Tuesday, July 25, 2006

Book Review: No Fluff, Just Stuff

No Fluff, Just Stuff 2006 Anthology


Publisher: Pragmatic Bookshelf

This book is every bit its title: Concise, targeted chapters getting right to the gist of a topic.  Furthermore, the chapters are written by some of the sharpest folks in the software industry -- they know a thing or three and are great authors who've written clear, understandable pieces.  The book is based on the No Fluff, Just Stuff Symposium series (ww.nofluffjuststuff.com) in which the authors travel around North America giving intense multi-day seminars.

The book's first chapter, "Real World Web Services" by Scott Davis, sets the tone for the rest of the book: a nice walkthrough of Service-Oriented Architeture, cutting through all the hype surrounding SOA and doing a great job of explaining it in five short paragraphs.  Davis moves on to more detail on web services, walking the reader through SOAP, REST, and JSON.
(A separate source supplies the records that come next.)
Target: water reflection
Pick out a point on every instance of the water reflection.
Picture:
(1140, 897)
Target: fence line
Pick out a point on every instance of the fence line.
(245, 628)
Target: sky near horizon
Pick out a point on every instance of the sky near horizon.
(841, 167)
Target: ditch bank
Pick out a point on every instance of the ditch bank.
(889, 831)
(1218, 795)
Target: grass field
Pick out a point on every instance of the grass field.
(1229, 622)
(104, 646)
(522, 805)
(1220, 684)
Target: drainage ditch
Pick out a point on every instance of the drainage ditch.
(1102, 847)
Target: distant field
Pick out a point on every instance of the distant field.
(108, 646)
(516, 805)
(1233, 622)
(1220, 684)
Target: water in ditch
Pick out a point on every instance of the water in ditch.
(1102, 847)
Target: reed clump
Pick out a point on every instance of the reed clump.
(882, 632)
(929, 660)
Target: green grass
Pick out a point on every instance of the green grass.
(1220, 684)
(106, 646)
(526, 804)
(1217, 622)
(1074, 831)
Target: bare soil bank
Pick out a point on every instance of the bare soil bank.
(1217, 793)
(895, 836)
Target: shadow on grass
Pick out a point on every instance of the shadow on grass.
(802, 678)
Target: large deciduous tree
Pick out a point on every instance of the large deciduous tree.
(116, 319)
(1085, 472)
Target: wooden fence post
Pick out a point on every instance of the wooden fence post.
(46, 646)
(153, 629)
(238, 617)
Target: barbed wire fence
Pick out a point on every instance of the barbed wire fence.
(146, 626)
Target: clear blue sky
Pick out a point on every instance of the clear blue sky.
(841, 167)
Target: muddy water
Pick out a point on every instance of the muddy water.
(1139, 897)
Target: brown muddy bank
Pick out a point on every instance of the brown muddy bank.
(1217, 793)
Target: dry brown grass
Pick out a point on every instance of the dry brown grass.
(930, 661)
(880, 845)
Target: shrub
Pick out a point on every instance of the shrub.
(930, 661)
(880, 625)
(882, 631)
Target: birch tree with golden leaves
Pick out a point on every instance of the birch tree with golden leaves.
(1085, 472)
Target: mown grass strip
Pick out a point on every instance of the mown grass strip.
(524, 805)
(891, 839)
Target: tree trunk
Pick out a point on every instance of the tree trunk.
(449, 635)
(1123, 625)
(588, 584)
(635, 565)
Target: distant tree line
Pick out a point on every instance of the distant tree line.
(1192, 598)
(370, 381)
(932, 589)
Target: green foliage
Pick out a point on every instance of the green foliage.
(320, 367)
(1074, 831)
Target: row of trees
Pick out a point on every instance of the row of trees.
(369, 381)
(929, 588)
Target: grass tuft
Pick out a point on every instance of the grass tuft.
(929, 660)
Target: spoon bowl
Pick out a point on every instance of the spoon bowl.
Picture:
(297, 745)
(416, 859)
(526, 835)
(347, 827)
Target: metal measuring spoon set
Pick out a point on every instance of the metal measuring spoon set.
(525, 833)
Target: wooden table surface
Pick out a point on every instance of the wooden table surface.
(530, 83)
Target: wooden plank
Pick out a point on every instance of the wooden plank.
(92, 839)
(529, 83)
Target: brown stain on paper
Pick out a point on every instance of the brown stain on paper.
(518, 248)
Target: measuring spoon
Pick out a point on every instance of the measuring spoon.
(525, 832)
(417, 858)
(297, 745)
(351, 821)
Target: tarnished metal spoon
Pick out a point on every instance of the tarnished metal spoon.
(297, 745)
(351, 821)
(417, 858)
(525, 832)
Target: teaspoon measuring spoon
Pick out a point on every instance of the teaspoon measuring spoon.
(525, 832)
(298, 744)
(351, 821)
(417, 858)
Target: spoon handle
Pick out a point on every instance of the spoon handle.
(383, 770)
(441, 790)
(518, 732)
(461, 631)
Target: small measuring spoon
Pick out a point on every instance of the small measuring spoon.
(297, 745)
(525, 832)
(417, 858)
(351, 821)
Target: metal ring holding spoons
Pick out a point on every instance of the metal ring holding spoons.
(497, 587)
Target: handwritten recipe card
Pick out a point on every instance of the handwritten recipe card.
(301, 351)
The other chapters follow the same line with clear background and focused discussion on the most important parts of the topic.  You can read about instrumenting software, using code coverage, or even dealing with CSS from a developer's perspective.  Much of the book's code is Java-centric, but the concepts are important and similar across platforms, so any developer (even a .NET geek like me) can get a lot out of the book.

Additionally, the book's not solely focused on pure code.  Several chapters highlight process or methodology topics, like Jared Richardson's "The Cornerstone of a Great Shop" which discusses build processes, or Venkat Subramaniam's "From Fragility to Agility: Methodologies and Practices" which hits the main points of rolling into agile development.

This book is a terrific read.  It's concise, it's detailed, it's well-written.  Definitely a keeper for my bookshelf.